Utilization Analysis
In the mid-1990s, bookselling might have seemed an unlikely market sector for advanced informatics. After all, the basic business model was quite simple-offer a broad menu of items, accept orders from customers, fill the orders and collect the corresponding charges (not all that different from a clinical laboratory.) Yet Jeff Bezos saw an opportunity to do more, particularly around data analytics. The result is Amazon.com, which has been one of the enduring business successes of the dot-com era.³

As you browse books on Amazon, the Web site presents a broad range of information ranging from what other customers who viewed this book ultimately bought, to an accurate estimate of shipping times given the different shipping options. This information comes from aggregating and analyzing customer data. The resulting information-rich customer experience is one of the main reasons why Amazon's sales figures continue to grow within an otherwise dismal retail economy.

Like Amazon, laboratories have the opportunity to add additional information value to our customers (patients, physicians and other laboratories) by aggregating and mining the data that we generate. One example in our own laboratory is our ATOP^® (Analyzing Test Ordering Patterns™) program that screens for patterns of inappropriate laboratory utilization by physicians. The largest contributor to excess laboratory costs is inappropriate test ordering by physicians. This represents a huge opportunity for laboratories to steer local physicians toward more appropriate ordering patterns. But first, pathologists and laboratory managers need detailed data on what tests are being inappropriately ordered and by whom.

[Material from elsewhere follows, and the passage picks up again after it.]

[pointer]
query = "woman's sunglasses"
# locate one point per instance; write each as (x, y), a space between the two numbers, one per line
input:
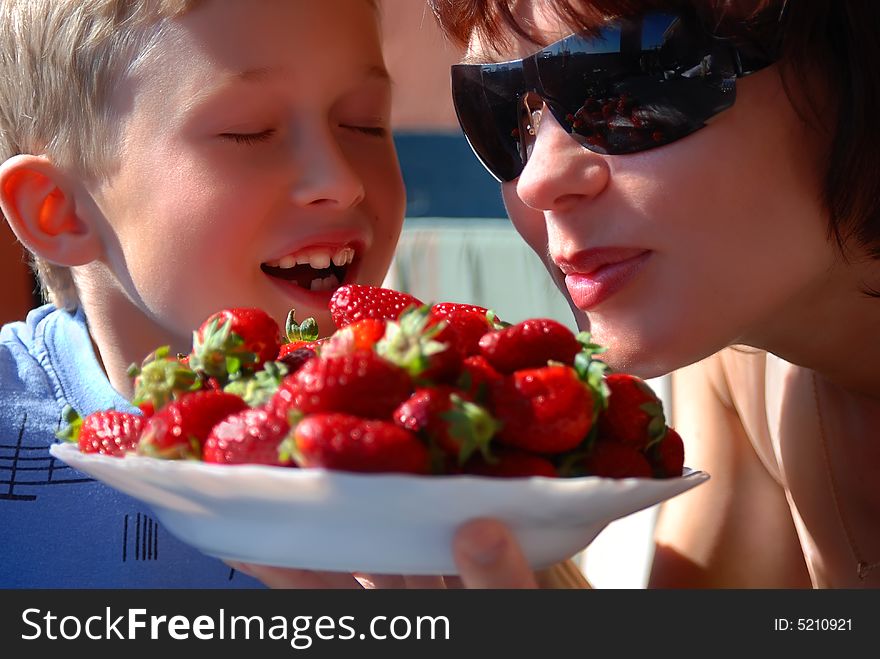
(638, 85)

For example, suppose a laboratory receives an order for an HCV RIBA (recombinant immunoblot). For most patients receiving testing for HCV, the CDC recommends confirmation by viral load rather than by RIBA. But in the absence of other clinical information, it isn't possible for the laboratory to tell whether that isolated RIBA order is appropriate or not. On the other hand, suppose we knew the ratio of RIBAs to viral loads for that physician or clinic over a long time interval. For doctors following the CDC algorithm, that ratio is typically 1:10 or more. A lower ratio, say 1:2, would suggest wasteful overuse of RIBA.

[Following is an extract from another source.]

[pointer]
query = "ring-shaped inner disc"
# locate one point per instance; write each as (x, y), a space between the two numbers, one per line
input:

Besides ratios of tests within a single disease category, normalized test volumes across facilities often identify outlier ordering practices. Distributions of patient age, patient sex and/or test results can also be compared to the distributions we would expect if doctors are following available guidelines. Armed with this information, laboratory managers and pathologists can approach local clinician leaders to discuss strategies to improve patient care and save money.

Final Thoughts
Just as in professional baseball and bookselling, the most successful laboratories of the future will be those that embrace data analytics to improve their internal processes and provide more value to their customers. The software tools are widely available; now we just need laboratory professionals with the vision to take advantage of them.

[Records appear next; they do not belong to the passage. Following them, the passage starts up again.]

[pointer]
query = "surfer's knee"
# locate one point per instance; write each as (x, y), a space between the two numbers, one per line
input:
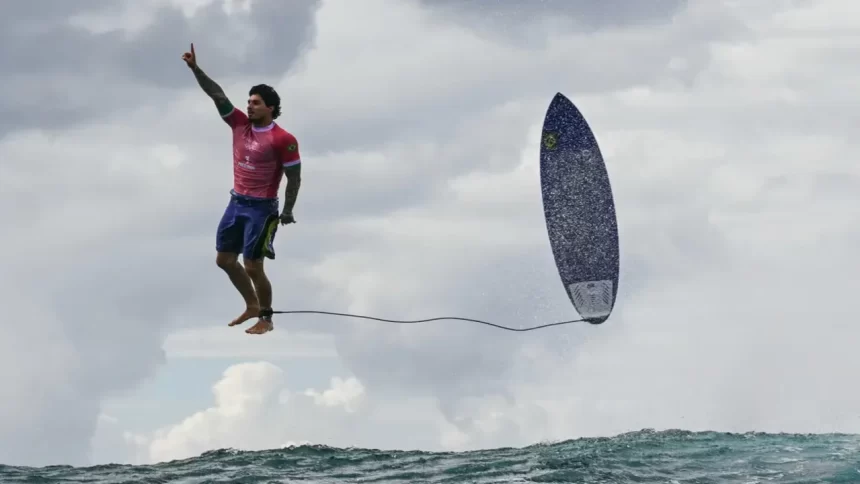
(254, 268)
(226, 260)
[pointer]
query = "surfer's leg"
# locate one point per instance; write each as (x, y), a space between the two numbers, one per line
(229, 243)
(259, 245)
(257, 274)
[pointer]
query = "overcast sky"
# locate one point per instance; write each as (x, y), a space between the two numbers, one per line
(729, 133)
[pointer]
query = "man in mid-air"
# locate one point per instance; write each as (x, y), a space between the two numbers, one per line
(263, 152)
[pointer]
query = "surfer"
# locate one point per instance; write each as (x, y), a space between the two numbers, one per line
(263, 153)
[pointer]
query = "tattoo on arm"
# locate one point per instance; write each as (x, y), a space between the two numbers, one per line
(212, 88)
(294, 181)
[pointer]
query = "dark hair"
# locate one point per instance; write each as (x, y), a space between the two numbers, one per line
(270, 98)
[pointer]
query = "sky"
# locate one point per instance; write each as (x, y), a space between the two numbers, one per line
(728, 130)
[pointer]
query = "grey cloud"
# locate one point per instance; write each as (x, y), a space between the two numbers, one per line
(515, 20)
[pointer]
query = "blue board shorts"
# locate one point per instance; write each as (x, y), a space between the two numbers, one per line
(248, 226)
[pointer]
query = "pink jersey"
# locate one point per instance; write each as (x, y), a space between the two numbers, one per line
(260, 155)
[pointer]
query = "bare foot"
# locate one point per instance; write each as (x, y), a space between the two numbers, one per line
(250, 312)
(263, 326)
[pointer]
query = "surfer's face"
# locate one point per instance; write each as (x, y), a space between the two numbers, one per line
(257, 109)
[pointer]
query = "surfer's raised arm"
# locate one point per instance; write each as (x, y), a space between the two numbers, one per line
(210, 87)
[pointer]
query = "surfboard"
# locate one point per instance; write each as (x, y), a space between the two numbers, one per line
(580, 211)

Dr. Jackson is the medical director of Informatics at ARUP Laboratories and an assistant professor of Pathology at the University of Utah School of Medicine.

References

1. Lewis MM. Moneyball: The art of winning an unfair game. New York: W. W. Norton & Company, 2003.

2. Beane B, Gingrich N, Kerry J. How to take American health care from worstto first. New York Times. Oct. 24, 2008.

3. Amazon. Accessed: www.amazon.com.